Plot data, regression quantiles, and outliers:

qfPlot = ListLinePlot[
   Table[{#, qfuncs[[i]][#]} & /@ 
     Rescale[Range[0, 1, 0.005], {0, 1}, MinMax[data[[All, 1]]]], {i, 
     1, Length[qfuncs]}], PerformanceGoal -> "Quality", 
   PlotRange -> All, PlotTheme -> "Detailed", PlotLegends -> qs];
Show[{ListPlot[data, PlotRange -> All, PlotStyle -> {GrayLevel[0.5]}, 
   PlotTheme -> "Detailed"], qfPlot, 
  ListPlot[{topOutliers, bottomOutliers}, PlotStyle -> {{
      Blue, PointSize[0.01]}, {Red, PointSize[0.01]}}]}, 
 ImageSize -> 600]

enter image description here

Remove the outliers from the data:

newData = Complement[data, Join[topOutliers, bottomOutliers]];

Make another quantile regression computation over the new data. (This time is to facilitate analysis instead of detecting outliers.)
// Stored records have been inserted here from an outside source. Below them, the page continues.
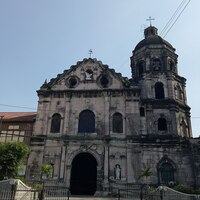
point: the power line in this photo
(175, 19)
(172, 17)
(14, 106)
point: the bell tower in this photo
(164, 109)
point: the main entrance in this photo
(83, 175)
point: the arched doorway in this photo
(83, 175)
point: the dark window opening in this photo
(72, 82)
(159, 91)
(156, 64)
(184, 128)
(104, 81)
(142, 112)
(83, 175)
(86, 122)
(117, 123)
(162, 124)
(140, 69)
(55, 123)
(166, 173)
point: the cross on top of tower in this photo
(150, 19)
(90, 52)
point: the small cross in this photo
(90, 52)
(150, 19)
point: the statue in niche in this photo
(88, 74)
(156, 64)
(117, 172)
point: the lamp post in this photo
(13, 184)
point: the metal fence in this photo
(55, 193)
(166, 193)
(19, 195)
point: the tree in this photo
(146, 173)
(46, 170)
(12, 154)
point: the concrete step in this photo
(80, 198)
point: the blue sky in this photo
(41, 38)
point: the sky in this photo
(41, 38)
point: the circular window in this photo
(72, 81)
(104, 80)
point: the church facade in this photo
(98, 129)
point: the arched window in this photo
(166, 172)
(86, 122)
(141, 66)
(117, 123)
(184, 128)
(142, 112)
(162, 124)
(159, 91)
(55, 123)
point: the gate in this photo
(19, 194)
(55, 193)
(166, 193)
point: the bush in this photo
(184, 188)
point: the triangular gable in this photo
(87, 74)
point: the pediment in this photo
(88, 74)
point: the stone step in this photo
(81, 198)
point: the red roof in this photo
(17, 116)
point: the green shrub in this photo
(184, 188)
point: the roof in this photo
(152, 38)
(18, 116)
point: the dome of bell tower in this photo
(151, 37)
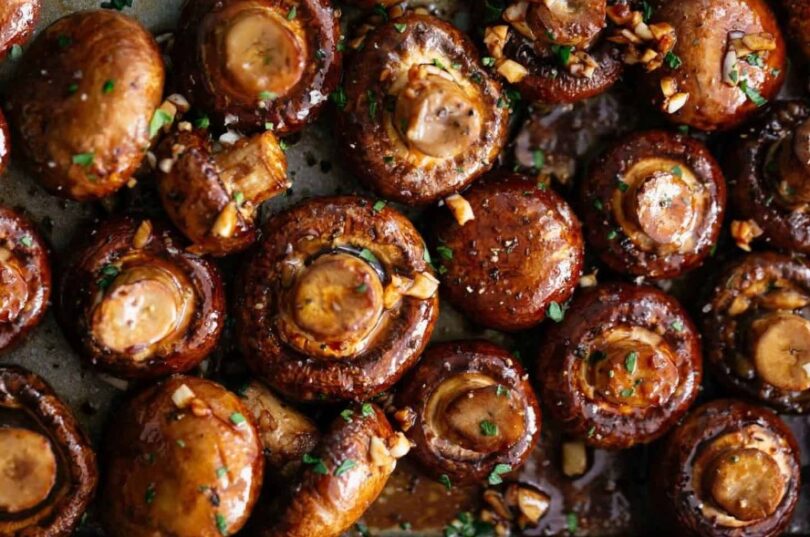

Block[{data = newData, qfuncs, qs = {0.05, 0.25, 0.5, 0.75, 0.95}},
 qfuncs = QuantileRegression[data, 40, qs]; 
 Show[{ListPlot[data, PlotStyle -> GrayLevel[0.5], PlotRange -> All, 
    PlotTheme -> "Detailed"], 
   ListLinePlot[
    Transpose@
     Map[Thread[{#, Through[qfuncs[#]]}] &, 
      Rescale[Range[0, 1, 0.005], {0, 1}, MinMax[data[[All, 1]]]]], 
    PlotStyle -> Map[If[# == 0.5, Thick, Thin] &, qs], 
    PlotLegends -> qs]}, ImageSize -> 600]]

enter image description here

Obviously other methods of signal analysis can be applied to the cleaned data. In this particular case, the cleaned data would give better results for the conditional PDF/CDF reconstruction shown in this blog post "Estimation of conditional density distributions".